In this study, demographic risk factors were also found to be individually important in our BC risk prediction model, although their importance scores were not equal. Similar to the genetic variants, combinations of demographic risk factors yielded a higher risk prediction accuracy than the individual demographic risk factors. Interestingly, we observed a mAP of 78.36 when the Group 1 and Group 2 features were combined and interacted with the genotyped data (15 top-ranked SNPs in each iteration), which is higher than the previously best system based on interacting genetic and Group 2 features, with a mAP of 78.00.

A limitation of the present study is the small and partly imbalanced amount of data used to train the BC risk prediction model, which might cause overfitting and impact prediction performance. The small amount of data is due to the difficulty of collecting a dataset that contains different types of risk factors. In this study, we addressed the data imbalance issue at three levels: i) data splitting, ii) model optimization, and iii) model evaluation. First, due to the class imbalance, fold assignments in CV were performed in a stratified manner, ensuring that all classes were represented in all folds. Then, appropriate parameter optimization was performed to ensure that the model was well generalized and predictive. Specifically, we experimented with the effect of weighting with inverse class frequencies and fine-tuned the minimum sum of instance weights in a tree node to compensate for the class imbalance during training. Finally, the proposed approach as well as the baselines were all evaluated in 10 repetitions of 5-fold CV using the precision-recall curve and mAP for performance comparison. Note that the evaluation strategy not only reduced the risk of overfitting (Table 4) but also placed subjects in non-overlapping training, validation and test sets, which allowed multiple networks of interacting genetic and demographic risk factors (10(iterations) × 5(CV) = 50 networks) to be identified, corresponding to each subset of data and possible heterogeneity among BC cases.

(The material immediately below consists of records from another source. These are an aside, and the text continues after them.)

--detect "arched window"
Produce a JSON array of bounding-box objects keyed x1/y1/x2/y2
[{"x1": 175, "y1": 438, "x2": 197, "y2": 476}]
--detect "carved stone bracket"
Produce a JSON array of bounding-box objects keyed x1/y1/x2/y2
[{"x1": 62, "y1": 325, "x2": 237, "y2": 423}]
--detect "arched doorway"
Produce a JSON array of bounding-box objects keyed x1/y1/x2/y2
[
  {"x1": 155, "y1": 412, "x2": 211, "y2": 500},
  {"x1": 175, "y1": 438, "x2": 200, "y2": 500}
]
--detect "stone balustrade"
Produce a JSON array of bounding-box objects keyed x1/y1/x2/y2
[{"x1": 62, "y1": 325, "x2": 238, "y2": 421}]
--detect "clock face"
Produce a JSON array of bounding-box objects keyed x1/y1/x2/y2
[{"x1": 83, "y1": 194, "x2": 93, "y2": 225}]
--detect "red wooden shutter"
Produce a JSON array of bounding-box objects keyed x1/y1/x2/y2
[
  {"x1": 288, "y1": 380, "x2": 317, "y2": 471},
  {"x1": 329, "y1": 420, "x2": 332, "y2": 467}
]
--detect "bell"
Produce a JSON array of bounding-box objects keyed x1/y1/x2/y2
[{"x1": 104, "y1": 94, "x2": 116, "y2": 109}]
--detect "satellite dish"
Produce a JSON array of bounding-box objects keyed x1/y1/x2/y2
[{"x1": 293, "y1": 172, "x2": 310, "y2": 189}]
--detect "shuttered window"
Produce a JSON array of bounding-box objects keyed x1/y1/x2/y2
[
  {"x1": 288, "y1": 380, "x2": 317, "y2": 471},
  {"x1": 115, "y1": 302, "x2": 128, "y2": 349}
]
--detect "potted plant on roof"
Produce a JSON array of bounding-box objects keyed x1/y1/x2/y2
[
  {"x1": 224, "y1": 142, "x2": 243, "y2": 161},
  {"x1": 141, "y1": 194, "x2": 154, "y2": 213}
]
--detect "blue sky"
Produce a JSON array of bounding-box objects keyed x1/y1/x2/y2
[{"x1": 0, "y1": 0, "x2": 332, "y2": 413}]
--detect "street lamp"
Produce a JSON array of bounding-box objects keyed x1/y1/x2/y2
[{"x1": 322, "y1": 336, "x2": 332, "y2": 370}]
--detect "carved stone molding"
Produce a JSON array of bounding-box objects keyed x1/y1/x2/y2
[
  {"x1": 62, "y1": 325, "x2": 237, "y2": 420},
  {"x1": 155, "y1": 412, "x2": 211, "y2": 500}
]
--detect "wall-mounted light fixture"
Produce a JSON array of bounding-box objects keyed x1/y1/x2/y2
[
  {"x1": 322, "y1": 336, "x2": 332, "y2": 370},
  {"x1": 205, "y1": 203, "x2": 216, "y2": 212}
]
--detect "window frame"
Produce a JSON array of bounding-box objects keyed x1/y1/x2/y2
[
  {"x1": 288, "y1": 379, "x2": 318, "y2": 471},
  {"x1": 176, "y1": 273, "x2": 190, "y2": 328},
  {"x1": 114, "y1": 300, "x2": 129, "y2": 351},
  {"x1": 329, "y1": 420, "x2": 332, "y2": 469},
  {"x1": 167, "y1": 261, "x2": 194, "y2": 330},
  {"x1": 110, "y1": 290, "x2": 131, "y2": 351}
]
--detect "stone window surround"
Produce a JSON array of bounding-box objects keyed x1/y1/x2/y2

Finally, we plan to validate our results using an extended dataset obtained from the Biobank of Eastern Finland73. Using the extended dataset, we can also increase our minimal class sample size (controls).

Conclusion

In this study, we proposed an ML approach to efficiently combine genetic variants with BC risk factors related to both familial history and oestrogen metabolism and to search for optimal interactions among them. The proposed approach considerably increased the BC risk prediction accuracy compared to systems based solely on genetic variants or demographic risk factors for BC. To summarize, the main contributions of the present study are as follows: i) identifying the networks of interacting genetic and demographic risk factors for BC that contribute most to predicting the BC risk, ii) proposing an efficient ML framework to combine different risk factors for a multifactorial disease such as BC in a high-dimensional and partly small-sample-size problem, iii) capturing non-linear interactions among the risk factors and modelling BC risk in a non-additive form, and iv) constructing a gene-gene interaction map of the SNPs that were found to interact with the demographic risk factors and finding their relevance to important biological entities for BC, such as apoptosis, angiogenesis and oestrogen-related metabolism. In future, our results will help to create more effective ways to identify people at risk for BC, to whom screening methods should be directed. Our model is also adaptable to all other multifactorial disease entities.